The ladder of causation#

“Probabilities, even conditional probabilities, alone encode our beliefs about a static observed world, causality tells us whether probabilities change when the world changes - be it by intervention or by act of imagination.”

  • Causal explanations make up the bulk of our knowledge.

  • Causal understanding allows us to manipulate our environment.

  • We can imagine ‘what if?’ counter-factual scenarios in a mental model that includes multiple variables.

  • Causal understanding involves seeing, doing (and learning from experience), and imagining.

Three levels of causation#

  1. Association: Seeing. We look for patterns in the data. How are variables related? One event is associated with another if changing one (\(A\)) changes the likelihood of seeing another (\(B\)). We can write this as \(P(B|A)\) - what is the probability of seeing \(B\) given that we see \(A\). Machine learning works at this level. Predictions can be very accurate, but cannot go outside of the observed data.

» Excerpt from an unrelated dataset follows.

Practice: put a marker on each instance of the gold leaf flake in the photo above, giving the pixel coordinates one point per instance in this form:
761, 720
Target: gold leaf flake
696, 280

  2. Intervention: Doing/changing. “What happens if I do X?” Intervention can create new conditions not present in the original data, or can break existing associations in the data. If the existing data has all the necessary data, then a causal model allows us to use existing data to ask interventional questions - what is the probability of \(B\), of I do \(A\), or \(P(B|do(A))\). The accuracy of the answer will depend on the accuracy of the causal model. Related to this is asking how much do I need to change \(A\) to achieve \(B\). This rung of the ladder is restricted to the observed world.

  3. Counterfactuals: Imagining hypothetical situations. Causal models, such as understanding physical laws, allows to ask “What if things had been different?” or “Why did X happen?” This rung of the ladder can allow us to go outside of the observed world.

The mini Turing test#

For a machine to pass a mini Turing test for causal inference, we would need to think how a machine can acquire causal knowledge:

  • How can machines (and people) represent causal knowledge in a way that would enable them to access the necessary information swiftly, answer questions correctly, and do it with ease.

For this we need a compact method of representing the causal knowledge. This can be done with a causal diagram, such as one for a firing squad:

From the causal diagram we can see that if A fires, then B must also have fired. But a causal diagram can be used to ask causal questions such as what would happen if A decided to fire by itself. In these causal questions, we break any connections to A:

In this case we can see D would die, but B would not fire. Even though in observed data A and B always fire together, in out causal ‘what if?’ scenario we can see that B firing is not dependent on A firing.

We can also answer the question “What if A decided not to fire - would D be alive or dead?”. The causal diagram shows that B by itself can cause D to die.

Probabilities and causation#

Conditional probabilities, such as \(P(Y|X)\) do not show or imply causation. For example parallel changes in \(X\) and \(Y\) may be caused by a confounder. A confounder is a common cause. If \(Z\) causes changes in both \(X\) and \(Y\), then \(X\) and \(Y\) will appear to have dependence on each other.

It is possible to eliminate confounders (also called background factors, \(K\)) by conditioning upon them: \(P(X|Y, K=k)\). The challenge, however, is knowing which background factors to condition upon; this cannot be derived from data alone as data alone does not show casual links, and confounding is a causal phenomenon. It has been suggested though that we should condition on any factor that is ‘causally relevant’.

To describe causal relationships we should use the do operator. We can say \(X\) causes \(Y\) if \(P(Y|do(X)) > P(Y)\).